Environmental activists were criticised by a town councillor who branded their methods "project fear".

Extinction Rebellion members attended a town council meeting on Monday to give an update on their work to tackle the "climate emergency".

Councillors were supportive of their aims whilst at the same time criticising some of the more disruptive tactics used by the group.

Councillor Bob O'Shea said: "It's project fear; you're not selling it well enough. The aims I can't disagree with, but with a name like that you're scaring people."

Councillor Grenville Chappel asked the trio: "Is this the same crowd that went to London and caused all that chaos?

"I'm very proud that I didn't make it [to Extinction Rebellion's Falmouth talk]. If that's the way you want to do it, upsetting people, it's totally the wrong way.

"You're totally right but you have got the wrong approach."

In response, Falmouth University art lecturer and activist Matt Osmond said: "The scale of the changes that are taking place brings fairly strong evidence that it's been successful."

He went on to say: "The strategy of Extinction Rebellion is based on a close reading of successful social movements."

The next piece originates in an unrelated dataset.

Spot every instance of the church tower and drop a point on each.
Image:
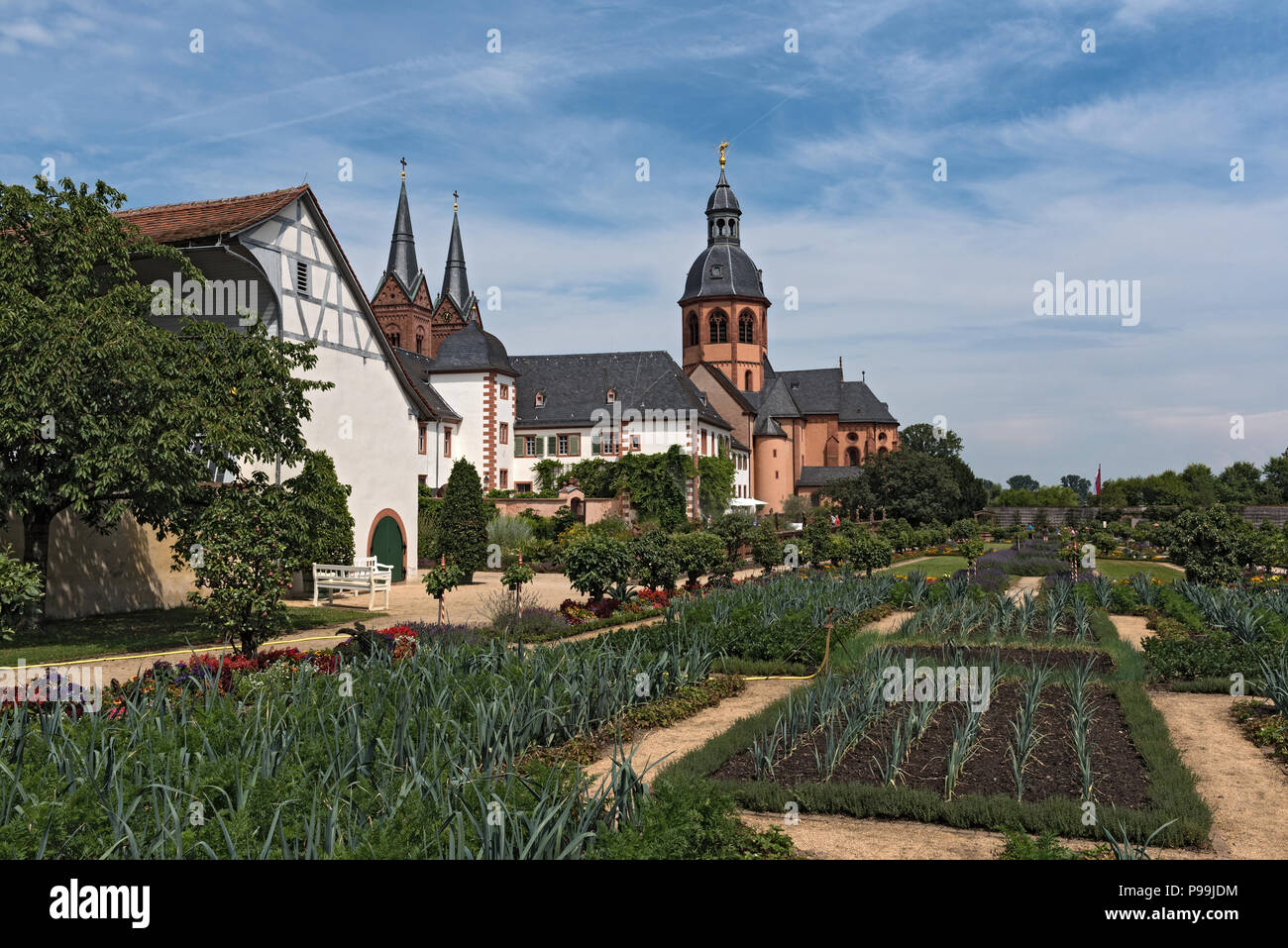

One councillor, Anna Gillett, was fully supportive of the group.

She said: "I think that it's very difficult for people to engage with what you're saying because it's utterly terrifying."

She went on to say: "I know that it's only with solidarity, unity, people coming together that we make the changes."

Extinction Rebellion made headlines locally for their Falmouth Week stunt in which they boarded more than 200 boats overnight and fixed slogan-bearing flags to them.

The environmental group, which has branches across the globe, uses civil disobedience to garner attention for its cause.

Members have organised high-profile protests including widespread demonstrations in London in May.

Art lecturer Matt Osmond, walking tour guide Paul Simmons and researcher Zoe Young gave the presentation on Monday.

They asked if the council would consider allowing them to use the newly-opened Atherton Suite to host a public talk and debate.

Councillors agreed to allow them the use of the room and the foyer of the municipal building to distribute literature but pointed out that the council is apolitical and does not necessarily endorse their methods.